Children of Eden Page 52

A pleasant-looking young man with bottle-green second child eyes comes in with a syringe, and Lark holds out her arm obligingly. “See you on the other side,” she says, and it is only as the clear liquid plunges into her vein that the thought occurs to me.

I whirl to Lachlan in a panic. “It’s just to make her unconscious, right? Not the lethal syringe?”

“Rowan, what do you take me for?” He looks genuinely hurt.

“Swear it!” I cry, grabbing him by the shirtfront.

He takes hold of my hands. “Rowan, I swear it. Trust me.”

Why does everyone keep saying that to me?

It isn’t long before Lark starts to drift off. As her eyes grow heavy, I give her a kiss on the cheek. On the periphery of my vision I see Lachlan avert his eyes. A little while later a large man comes in and scoops Lark up like a limp doll. I feel an emptiness when he takes her away.

“He’ll bring her to her house. She should be reviving at that point. She can let herself in, and with luck, forget about her little adventure in the Underground.”

“But remember enough to help us.”

He looks at me for a long moment. “I think that girl would do anything for you.”

I bite my lip, and don’t know what to say.

“How did you convince Flint?” I ask instead, changing the subject in what I hope isn’t a too-obvious way.

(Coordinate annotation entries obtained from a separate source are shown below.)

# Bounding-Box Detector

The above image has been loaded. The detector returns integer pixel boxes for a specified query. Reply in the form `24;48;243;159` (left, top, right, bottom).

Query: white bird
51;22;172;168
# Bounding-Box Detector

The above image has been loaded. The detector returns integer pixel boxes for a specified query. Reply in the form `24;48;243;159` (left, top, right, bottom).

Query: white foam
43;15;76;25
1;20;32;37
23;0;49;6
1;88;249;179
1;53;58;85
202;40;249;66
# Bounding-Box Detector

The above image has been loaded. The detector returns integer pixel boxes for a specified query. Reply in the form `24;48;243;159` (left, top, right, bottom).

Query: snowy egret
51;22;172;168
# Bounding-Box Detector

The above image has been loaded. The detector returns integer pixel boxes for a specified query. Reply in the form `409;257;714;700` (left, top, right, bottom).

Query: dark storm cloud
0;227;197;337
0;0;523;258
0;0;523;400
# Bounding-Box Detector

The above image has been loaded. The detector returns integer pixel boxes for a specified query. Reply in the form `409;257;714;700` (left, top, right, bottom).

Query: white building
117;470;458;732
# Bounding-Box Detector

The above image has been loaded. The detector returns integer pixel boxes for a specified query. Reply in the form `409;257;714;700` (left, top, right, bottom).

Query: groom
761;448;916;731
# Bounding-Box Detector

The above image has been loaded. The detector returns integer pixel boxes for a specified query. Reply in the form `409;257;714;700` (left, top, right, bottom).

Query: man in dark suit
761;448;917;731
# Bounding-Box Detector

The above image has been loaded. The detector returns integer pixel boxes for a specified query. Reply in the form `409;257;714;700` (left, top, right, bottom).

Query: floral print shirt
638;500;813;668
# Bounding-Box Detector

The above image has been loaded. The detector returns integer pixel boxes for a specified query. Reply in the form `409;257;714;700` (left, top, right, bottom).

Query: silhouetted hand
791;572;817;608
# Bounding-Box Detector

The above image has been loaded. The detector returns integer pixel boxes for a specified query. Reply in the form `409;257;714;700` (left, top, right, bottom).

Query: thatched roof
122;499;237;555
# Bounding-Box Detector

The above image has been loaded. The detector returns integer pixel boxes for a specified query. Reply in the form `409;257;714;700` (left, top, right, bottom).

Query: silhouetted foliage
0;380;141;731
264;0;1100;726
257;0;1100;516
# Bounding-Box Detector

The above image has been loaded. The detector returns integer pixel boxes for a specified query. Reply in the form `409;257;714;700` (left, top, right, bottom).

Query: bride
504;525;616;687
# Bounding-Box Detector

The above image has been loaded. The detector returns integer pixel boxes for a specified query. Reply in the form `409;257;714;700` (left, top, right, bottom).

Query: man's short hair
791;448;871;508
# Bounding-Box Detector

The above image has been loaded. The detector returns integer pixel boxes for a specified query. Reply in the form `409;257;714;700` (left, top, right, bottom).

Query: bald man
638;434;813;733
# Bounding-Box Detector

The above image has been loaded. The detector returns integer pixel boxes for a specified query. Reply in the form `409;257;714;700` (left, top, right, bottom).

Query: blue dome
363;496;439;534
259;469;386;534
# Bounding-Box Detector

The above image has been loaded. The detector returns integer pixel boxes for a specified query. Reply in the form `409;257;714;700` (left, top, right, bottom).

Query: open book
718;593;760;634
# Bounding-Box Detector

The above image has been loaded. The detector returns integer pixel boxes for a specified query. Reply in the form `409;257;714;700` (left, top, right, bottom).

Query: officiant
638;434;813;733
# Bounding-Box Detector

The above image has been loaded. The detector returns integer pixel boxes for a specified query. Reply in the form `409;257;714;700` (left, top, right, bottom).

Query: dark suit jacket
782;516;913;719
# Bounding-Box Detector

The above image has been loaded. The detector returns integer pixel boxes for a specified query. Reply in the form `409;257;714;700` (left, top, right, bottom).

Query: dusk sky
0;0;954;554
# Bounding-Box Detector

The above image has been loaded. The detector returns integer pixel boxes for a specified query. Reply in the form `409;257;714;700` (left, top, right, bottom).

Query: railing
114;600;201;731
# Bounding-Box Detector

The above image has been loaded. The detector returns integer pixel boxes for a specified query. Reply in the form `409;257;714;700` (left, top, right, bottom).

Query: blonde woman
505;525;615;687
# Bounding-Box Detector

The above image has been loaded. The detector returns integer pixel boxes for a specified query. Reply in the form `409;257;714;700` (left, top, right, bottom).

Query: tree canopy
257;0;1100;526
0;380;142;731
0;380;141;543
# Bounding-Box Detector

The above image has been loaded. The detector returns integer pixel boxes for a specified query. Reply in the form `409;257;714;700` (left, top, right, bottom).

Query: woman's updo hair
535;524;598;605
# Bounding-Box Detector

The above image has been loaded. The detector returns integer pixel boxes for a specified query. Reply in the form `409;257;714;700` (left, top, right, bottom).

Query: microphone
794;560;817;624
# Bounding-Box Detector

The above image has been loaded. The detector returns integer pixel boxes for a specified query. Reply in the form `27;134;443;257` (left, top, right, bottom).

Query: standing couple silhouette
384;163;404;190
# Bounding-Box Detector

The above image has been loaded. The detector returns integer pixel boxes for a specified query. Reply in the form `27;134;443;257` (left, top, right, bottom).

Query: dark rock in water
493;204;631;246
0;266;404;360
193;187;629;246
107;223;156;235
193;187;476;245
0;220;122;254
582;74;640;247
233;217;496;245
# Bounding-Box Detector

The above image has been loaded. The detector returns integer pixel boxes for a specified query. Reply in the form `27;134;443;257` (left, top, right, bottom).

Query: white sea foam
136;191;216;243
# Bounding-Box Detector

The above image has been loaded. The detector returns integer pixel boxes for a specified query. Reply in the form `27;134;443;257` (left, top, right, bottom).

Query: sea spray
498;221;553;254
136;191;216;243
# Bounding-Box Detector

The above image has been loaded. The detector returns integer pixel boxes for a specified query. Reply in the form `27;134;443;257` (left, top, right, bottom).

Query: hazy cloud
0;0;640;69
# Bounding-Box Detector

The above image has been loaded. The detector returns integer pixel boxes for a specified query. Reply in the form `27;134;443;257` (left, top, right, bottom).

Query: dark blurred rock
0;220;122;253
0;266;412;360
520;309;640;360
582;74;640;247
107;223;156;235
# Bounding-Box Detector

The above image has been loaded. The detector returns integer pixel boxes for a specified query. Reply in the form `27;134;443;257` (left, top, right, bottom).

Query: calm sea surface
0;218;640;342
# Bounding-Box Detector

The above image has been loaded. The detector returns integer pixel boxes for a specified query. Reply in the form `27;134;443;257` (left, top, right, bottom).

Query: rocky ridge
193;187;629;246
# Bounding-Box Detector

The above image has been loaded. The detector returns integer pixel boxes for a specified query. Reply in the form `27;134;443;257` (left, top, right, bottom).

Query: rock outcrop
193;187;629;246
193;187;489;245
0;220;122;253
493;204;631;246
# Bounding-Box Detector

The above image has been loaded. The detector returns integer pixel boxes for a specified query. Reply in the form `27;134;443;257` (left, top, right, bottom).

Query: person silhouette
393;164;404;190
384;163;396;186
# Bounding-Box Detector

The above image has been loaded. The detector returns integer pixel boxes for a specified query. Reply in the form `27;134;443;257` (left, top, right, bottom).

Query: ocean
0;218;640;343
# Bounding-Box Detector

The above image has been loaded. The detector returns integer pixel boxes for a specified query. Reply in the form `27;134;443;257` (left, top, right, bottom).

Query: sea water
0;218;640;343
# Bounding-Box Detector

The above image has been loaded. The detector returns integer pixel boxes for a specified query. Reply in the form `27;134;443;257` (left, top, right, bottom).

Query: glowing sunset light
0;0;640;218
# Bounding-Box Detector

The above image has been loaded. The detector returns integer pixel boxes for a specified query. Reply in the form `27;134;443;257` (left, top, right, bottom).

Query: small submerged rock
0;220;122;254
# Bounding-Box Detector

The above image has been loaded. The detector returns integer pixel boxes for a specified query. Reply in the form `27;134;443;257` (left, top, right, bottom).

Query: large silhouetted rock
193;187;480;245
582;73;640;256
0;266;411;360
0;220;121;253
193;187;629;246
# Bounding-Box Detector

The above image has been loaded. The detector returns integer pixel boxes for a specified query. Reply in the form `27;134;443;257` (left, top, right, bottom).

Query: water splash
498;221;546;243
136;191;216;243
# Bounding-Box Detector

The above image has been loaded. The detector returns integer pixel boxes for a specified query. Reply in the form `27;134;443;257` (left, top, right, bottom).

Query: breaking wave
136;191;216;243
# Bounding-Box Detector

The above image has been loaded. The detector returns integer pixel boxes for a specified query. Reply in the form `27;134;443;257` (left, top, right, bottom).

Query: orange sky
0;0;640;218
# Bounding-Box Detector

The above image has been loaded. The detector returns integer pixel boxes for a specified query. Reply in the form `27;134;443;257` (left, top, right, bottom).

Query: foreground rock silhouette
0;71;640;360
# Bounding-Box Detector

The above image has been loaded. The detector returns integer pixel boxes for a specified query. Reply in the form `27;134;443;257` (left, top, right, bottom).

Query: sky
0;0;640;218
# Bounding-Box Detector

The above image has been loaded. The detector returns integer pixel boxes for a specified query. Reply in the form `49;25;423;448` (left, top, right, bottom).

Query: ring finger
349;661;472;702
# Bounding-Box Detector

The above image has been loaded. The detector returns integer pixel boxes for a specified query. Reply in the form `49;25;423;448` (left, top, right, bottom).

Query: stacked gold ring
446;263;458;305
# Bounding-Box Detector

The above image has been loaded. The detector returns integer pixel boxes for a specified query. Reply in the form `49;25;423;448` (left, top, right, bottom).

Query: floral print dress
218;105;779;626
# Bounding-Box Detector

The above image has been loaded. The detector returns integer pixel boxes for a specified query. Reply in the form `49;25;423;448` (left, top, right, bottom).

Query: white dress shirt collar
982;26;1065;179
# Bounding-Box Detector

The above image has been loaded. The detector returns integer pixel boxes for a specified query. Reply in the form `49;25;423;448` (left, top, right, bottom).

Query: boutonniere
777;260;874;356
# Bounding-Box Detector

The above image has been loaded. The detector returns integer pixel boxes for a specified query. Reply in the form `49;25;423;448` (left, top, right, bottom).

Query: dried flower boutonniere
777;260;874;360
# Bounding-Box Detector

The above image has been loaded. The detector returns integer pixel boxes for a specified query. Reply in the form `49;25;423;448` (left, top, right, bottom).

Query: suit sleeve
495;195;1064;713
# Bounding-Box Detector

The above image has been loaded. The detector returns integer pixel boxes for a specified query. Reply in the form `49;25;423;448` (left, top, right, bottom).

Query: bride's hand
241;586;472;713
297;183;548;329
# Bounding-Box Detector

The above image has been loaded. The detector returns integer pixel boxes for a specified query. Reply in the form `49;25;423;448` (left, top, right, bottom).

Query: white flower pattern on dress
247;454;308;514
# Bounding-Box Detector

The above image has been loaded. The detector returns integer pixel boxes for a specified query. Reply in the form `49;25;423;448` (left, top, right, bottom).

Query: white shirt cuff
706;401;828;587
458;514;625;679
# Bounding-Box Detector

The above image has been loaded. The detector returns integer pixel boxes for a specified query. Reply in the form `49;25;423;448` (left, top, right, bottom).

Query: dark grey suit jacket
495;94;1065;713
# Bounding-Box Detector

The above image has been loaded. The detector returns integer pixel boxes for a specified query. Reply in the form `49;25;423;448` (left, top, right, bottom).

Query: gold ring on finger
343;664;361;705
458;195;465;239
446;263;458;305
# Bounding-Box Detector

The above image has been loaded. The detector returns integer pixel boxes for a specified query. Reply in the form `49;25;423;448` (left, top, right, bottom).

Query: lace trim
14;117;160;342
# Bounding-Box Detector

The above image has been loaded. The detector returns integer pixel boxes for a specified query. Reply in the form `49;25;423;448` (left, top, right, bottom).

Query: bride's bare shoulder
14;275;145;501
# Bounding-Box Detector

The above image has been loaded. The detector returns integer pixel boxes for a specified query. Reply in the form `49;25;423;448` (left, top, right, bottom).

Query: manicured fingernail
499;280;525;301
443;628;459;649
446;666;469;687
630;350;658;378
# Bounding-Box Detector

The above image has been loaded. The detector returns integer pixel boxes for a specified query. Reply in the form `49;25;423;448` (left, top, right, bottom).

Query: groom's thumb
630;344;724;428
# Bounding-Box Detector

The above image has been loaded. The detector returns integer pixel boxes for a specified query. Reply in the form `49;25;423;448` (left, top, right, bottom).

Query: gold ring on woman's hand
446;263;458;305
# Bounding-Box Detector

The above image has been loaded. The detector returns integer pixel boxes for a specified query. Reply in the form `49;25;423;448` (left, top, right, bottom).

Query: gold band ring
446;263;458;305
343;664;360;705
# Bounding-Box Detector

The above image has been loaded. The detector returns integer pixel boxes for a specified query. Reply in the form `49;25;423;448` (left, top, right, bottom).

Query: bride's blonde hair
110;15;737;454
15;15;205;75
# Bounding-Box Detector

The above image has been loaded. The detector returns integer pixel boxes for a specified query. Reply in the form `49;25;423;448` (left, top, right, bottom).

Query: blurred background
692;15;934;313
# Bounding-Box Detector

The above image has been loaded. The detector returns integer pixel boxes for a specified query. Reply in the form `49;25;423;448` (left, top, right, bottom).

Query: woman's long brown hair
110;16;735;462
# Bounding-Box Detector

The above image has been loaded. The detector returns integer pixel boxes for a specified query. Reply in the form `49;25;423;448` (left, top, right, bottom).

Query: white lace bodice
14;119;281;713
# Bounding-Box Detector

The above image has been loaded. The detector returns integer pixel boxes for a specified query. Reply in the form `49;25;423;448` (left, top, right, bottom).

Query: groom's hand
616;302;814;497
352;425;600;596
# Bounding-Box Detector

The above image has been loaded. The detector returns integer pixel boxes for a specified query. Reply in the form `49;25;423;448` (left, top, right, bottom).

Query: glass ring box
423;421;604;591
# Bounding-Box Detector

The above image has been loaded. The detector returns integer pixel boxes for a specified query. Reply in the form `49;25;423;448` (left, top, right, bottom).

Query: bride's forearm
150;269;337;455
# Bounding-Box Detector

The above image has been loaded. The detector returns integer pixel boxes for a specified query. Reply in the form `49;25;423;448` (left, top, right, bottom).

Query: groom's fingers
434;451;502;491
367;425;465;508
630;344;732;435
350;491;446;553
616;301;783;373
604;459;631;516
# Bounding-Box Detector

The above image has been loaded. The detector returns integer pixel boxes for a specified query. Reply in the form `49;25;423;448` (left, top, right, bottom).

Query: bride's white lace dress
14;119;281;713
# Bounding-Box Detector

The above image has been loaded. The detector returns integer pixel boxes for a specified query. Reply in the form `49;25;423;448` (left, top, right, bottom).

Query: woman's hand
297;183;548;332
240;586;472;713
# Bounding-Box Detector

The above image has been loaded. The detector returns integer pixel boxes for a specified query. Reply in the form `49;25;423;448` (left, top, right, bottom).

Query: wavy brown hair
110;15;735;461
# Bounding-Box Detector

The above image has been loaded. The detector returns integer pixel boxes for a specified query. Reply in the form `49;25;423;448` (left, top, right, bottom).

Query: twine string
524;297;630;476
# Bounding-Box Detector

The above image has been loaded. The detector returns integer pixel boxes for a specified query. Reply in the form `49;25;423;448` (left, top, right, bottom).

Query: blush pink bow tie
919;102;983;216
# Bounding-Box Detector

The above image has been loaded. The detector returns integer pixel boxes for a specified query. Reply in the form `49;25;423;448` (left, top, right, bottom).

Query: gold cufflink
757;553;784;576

Lachlan laughs, and it is such a relief to see. I like the smiling, joking Lachlan. He makes me so comfortable, so . . . happy. I just don’t know how to react to the other Lachlans: the fighter, the leader . . . the man.

Lachlan drops his voice to a low confidential murmur. “I think what got him was the very real possibility that I might die in this raid on the Center. We’ve always butted heads, and you know he thinks he should be the one to get the implants, and alter our plan. So he’s letting me help you. Me, alone. His reasoning is this: When I don’t come back, when I’ve failed in the rescue, our part of the bargain will be done. We tried, and now you’ll have to take him to the cybersurgeon.”

What a merciless man Flint is. The fight to save second children shouldn’t be a power struggle between its two most charismatic leaders. “I wouldn’t give him the lenses if you . . . didn’t make it.”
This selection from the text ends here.